Barito Selatan, Kalimantan Tengah — Ledaknews.com. Kegelisahan mendalam dirasakan masyarakat Desa Ngurit, Kecamatan Gunung Bintang Awai, Kabupaten Barito Selatan, Kalimantan Tengah. Dugaan penyelewengan Dana Desa Tahun Anggaran 2024 yang telah dilaporkan ke aparat penegak hukum setempat dinilai belum menunjukkan perkembangan signifikan.
Kondisi ini mendorong warga menempuh langkah lanjutan dengan menyampaikan pengaduan resmi langsung kepada Presiden Republik Indonesia.
Surat pengaduan tersebut juga ditembuskan kepada Komisi Pemberantasan Korupsi (KPK), Kejaksaan Agung Republik Indonesia, Markas Besar Kepolisian Republik Indonesia (Mabes Polri), serta Kementerian Keuangan RI. Warga berharap adanya perhatian dan pengawasan langsung dari lembaga tingkat nasional agar proses hukum berjalan transparan dan akuntabel.

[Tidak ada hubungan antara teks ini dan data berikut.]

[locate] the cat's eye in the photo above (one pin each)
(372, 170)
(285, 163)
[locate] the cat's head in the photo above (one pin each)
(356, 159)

Berdasarkan laporan audit internal yang dilakukan secara swadaya oleh masyarakat, ditemukan sejumlah kejanggalan dalam penggunaan Dana Desa Ngurit. Dugaan tersebut mencakup penggunaan nota belanja yang diduga fiktif serta pemalsuan stempel toko. Pemilik salah satu toko yang namanya tercantum dalam laporan pertanggungjawaban desa disebut telah memberikan pernyataan tertulis bahwa ia tidak pernah mengeluarkan nota-nota tersebut.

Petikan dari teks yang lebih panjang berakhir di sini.